After Shrek woke up he made himself some terrible breakfast, which consisted of grape juice and toast burnt to black. Shrek liked that the food was dark, but he was too emo to be happy that it was a dark color. After breakfast Shrek found his passed out drunk wife Fiona laying on the back porch. He then dragged her back into the hut and shoved her into a closet. After dusting off his hands, Shrek decided that he was going to dye his wig. Shrek then got on his shrektacular skateboard and skated down to the post office, because those still exist. He opened the door to the small square building and went inside.
"Ah, Shrek nice to see you again," said a deep voice from behind the counter.
Shrek smirked his black lips and looked to see his old ex, Ugly Step Sister. "It's almost nice for me to see you to." Shrek looked sideways at the deep throated creature before him. "You know I still don't know if you have a penis?" She looked at Shrek and shrugged as if she was asked this a lot.
Doris changed the subject by asking, "I noticed that there was some hair dye shipped in today and I know you're the only creature in a billion mile radius that would buy hair dye off the internet." Shrek nodded his ogre head in agreement, Step Sister then left the small room and brought back a small black box and set it on the counter. "I still don't get why you don't directly ship to your house."
Shrek got a far away look in his deep brown eyes, "I don't want people seeing me in my muddy swamp like I'm some sort of monster." Ugly Step Sister arched a heavily penciled eyebrow and made her away from around the counter and to a small bulletin board near the door. She ripped off a piece of paper off the board and handed it to Shrek. Shrek looked down and noticed that it was a poster for the town's annual talent show. Shrek hissed like a cat and dropped the paper as if it was the devil. "I can't do that!"
"Why not?"
"Well because...because... I don't have a talent."
Sure you do you have a lovely singing voice and some pretty superb dancing skills."
"I don't want to show off in front of none emos, they wouldn't understand the effort and art put into my interpretive dance."
"JUST DO IT. The prize money is one hundred dollars."
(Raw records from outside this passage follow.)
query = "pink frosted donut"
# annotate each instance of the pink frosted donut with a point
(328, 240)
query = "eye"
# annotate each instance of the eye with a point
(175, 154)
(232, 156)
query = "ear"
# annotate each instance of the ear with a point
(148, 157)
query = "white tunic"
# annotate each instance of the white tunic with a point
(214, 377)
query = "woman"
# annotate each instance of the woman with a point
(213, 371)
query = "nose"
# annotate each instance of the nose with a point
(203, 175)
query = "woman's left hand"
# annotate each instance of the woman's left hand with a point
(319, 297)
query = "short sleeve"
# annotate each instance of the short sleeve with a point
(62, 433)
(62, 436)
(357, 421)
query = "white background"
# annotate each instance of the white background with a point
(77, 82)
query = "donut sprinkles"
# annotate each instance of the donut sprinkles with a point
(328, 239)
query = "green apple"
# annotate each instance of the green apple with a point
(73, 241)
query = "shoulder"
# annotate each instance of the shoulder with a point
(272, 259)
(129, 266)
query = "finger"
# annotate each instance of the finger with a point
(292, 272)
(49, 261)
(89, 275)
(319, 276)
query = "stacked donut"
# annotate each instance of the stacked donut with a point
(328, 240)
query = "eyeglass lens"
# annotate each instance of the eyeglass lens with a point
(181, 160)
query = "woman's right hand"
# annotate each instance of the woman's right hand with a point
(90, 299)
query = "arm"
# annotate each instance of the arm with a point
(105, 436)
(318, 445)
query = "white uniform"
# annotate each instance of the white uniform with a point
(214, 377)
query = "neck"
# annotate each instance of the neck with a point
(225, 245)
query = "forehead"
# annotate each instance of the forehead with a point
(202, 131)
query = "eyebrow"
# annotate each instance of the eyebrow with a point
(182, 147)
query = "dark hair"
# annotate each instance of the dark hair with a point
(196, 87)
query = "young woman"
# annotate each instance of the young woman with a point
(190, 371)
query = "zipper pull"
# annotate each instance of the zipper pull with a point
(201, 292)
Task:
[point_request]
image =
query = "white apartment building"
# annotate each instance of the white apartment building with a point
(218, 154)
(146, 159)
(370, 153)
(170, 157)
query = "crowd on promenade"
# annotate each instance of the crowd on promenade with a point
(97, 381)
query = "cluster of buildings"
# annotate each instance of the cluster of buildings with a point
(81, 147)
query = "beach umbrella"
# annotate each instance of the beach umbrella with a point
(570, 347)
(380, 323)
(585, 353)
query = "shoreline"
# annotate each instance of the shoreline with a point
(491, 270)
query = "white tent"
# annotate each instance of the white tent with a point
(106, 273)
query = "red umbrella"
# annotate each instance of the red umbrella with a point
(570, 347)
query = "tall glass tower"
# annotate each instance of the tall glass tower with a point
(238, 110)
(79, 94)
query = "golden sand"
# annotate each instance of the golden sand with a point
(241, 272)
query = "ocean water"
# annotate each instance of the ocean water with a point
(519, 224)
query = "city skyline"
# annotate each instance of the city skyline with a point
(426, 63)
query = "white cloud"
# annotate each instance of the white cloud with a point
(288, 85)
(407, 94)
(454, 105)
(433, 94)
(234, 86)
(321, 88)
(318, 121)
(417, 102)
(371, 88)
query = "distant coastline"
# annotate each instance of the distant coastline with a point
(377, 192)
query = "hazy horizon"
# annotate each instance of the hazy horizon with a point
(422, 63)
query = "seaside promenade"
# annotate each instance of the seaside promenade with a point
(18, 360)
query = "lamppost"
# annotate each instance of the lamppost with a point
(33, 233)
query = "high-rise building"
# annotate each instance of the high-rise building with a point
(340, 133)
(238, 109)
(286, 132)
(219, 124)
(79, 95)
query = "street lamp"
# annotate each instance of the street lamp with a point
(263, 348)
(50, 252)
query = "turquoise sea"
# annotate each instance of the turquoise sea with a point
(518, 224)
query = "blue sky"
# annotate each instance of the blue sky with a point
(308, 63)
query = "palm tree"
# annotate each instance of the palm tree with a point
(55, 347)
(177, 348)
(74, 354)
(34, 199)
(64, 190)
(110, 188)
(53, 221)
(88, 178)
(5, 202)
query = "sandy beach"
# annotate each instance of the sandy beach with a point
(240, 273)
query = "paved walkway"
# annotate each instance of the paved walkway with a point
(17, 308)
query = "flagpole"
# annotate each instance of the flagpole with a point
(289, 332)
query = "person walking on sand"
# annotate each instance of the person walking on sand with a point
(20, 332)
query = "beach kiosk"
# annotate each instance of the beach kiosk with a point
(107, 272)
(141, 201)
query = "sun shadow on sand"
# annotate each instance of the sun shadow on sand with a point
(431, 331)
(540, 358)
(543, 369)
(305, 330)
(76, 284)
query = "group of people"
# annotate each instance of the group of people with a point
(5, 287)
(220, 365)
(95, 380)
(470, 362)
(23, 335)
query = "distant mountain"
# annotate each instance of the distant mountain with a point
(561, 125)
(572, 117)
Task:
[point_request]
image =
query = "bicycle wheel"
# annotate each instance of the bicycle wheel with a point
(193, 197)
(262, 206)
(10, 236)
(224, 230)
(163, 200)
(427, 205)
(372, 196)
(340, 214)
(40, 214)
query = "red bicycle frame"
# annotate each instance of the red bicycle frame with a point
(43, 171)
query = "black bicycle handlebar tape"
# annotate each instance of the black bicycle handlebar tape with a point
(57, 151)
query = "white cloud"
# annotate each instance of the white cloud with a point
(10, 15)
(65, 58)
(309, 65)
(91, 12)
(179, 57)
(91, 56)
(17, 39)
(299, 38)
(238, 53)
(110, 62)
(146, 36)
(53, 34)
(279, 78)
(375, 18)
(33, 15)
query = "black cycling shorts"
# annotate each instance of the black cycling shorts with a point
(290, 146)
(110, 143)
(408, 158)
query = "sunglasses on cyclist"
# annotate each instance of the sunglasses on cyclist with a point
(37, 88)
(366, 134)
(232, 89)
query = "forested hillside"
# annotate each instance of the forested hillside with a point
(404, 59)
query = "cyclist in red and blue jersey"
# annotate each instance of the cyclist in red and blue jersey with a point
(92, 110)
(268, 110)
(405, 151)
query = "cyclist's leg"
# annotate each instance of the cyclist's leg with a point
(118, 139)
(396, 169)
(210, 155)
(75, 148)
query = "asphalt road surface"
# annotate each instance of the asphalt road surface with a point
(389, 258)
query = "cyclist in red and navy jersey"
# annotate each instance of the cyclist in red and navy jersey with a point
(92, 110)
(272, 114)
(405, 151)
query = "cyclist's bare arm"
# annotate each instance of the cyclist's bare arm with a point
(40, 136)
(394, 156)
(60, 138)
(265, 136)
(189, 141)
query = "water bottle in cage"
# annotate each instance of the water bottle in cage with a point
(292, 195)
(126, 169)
Shreks eyes bugged out of his sockets, "Wow, that is a ton of money." Being an ogre with out rights Shrek thinks that anything over $20 is a lot of money. "I might do it for the money, because I need to buy some new edgy clothes for my live streams. Last night I had four people watching me at the same time so I'm steadily growing in popularity. All right then I'll do it."
"Fine I hope you don't die, also I'll be filming this whole thing. Then again, you'd probably be happy if you died. You'll need to register and I hope I'll see you in the show this Friday." Shrek called the number on the poster from his skull sticker covered cracked flip phone and registered for the horrible talent show. Shrek secretly hoped deep down in his shriveled misguided heart that people would like his performance.